Everyman meets Confession at the House of Salvation, and he repents of his sin, trusting in the finished work of Christ on the cross for his salvation. Good Deeds receives new strength and is able to walk again. Joyfully she accompanies Everyman on the remainder of his journey, and they are joined by four more companions as well: Discretion, Strength, Five-Wits, and Beauty.

EVERYMAN: My friends, come hither and be present,
Discretion, Strength, my Five-Wits, and Beauty!
BEAUTY: Here at your will we be all ready.
What will ye that we should do?
GOOD DEEDS: That ye would with Everyman go
And help him in his pilgrimage.
Advise you: will ye with him or not in that voyage?
STRENGTH: We will bring him all thither,
To his help and comfort, ye may believe me.
DISCRETION: So will we go with him all together.
EVERYMAN: Almighty God, praised might thou be!
I give thee laud that I have hither brought
Strength, Discretion, Beauty, and Five-Wits—lack I nought—
And my Good Deeds, with Knowledge clear,
All be in my company at my will here:
I desire no more to my business.
STRENGTH: And I, Strength, will by you stand in distress,
Though thou would in battle fight on the ground.
FIVE-WITS: And though it were through the world round,
We will not depart for sweet nor sour.
BEAUTY: No more will I, until death’s hour….

from Everyman, after 1485

This is Part 9 in a series of Sunday segments from this allegory, which I am sharing as much to educate as to entertain. Click here to read previous posts: Part 1: Messenger, Part 2: God, Part 3: Fellowship, Part 4: Kindred, Part 5: Goods, Part 6: Good Deeds, Part 7: Knowledge, Part 8: Confession.
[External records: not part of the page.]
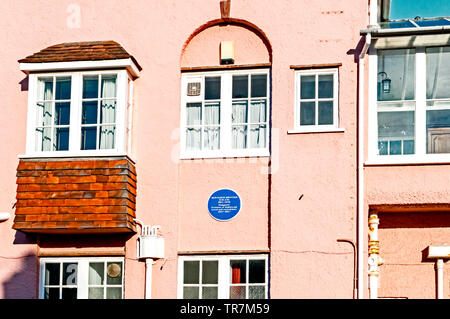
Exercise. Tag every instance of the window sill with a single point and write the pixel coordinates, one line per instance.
(222, 155)
(63, 155)
(408, 160)
(316, 130)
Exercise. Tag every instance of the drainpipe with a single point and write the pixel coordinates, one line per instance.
(440, 278)
(360, 189)
(149, 246)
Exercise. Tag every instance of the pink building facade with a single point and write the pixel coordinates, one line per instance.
(223, 149)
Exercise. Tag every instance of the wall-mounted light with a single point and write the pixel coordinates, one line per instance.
(385, 82)
(4, 216)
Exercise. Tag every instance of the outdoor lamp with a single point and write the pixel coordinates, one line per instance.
(385, 82)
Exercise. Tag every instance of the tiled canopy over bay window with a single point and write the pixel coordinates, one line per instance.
(76, 175)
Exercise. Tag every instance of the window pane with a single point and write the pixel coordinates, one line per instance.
(397, 66)
(107, 133)
(194, 113)
(438, 131)
(210, 271)
(325, 112)
(69, 274)
(51, 293)
(259, 85)
(52, 274)
(191, 272)
(61, 139)
(256, 292)
(96, 273)
(393, 128)
(62, 113)
(90, 87)
(89, 113)
(193, 138)
(209, 293)
(257, 136)
(96, 293)
(43, 139)
(88, 138)
(108, 86)
(438, 72)
(212, 88)
(237, 292)
(257, 271)
(211, 138)
(69, 293)
(308, 87)
(238, 271)
(114, 293)
(44, 114)
(240, 86)
(45, 89)
(239, 136)
(212, 113)
(190, 293)
(326, 86)
(258, 111)
(62, 89)
(108, 111)
(239, 112)
(307, 113)
(114, 273)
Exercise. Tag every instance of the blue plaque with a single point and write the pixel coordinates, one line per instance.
(224, 204)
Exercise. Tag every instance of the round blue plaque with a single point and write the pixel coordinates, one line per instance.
(224, 204)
Everyman is the best surviving example of that kind of medieval drama which is known as the morality play. Moralities apparently evolved side by side with the mysteries and in England were, like them, acted by trade guilds, though they were composed individually and not in cycles. They both have a primarily religious purpose, though their method of attaining it is different. The mysteries endeavored to make the Christian religion more real to the unlearned by dramatizing significant events in Biblical history and by showing what these events meant in terms of human experience. The moralities, on the other hand, employed allegory to dramatize the moral struggle that Christianity envisions as present in every man. The actors are every man and the qualities within him, good or bad, and the plot consists of his various reactions to these qualities as they push and pull him one way or another—that is, in Christian terms, toward heaven or toward hell.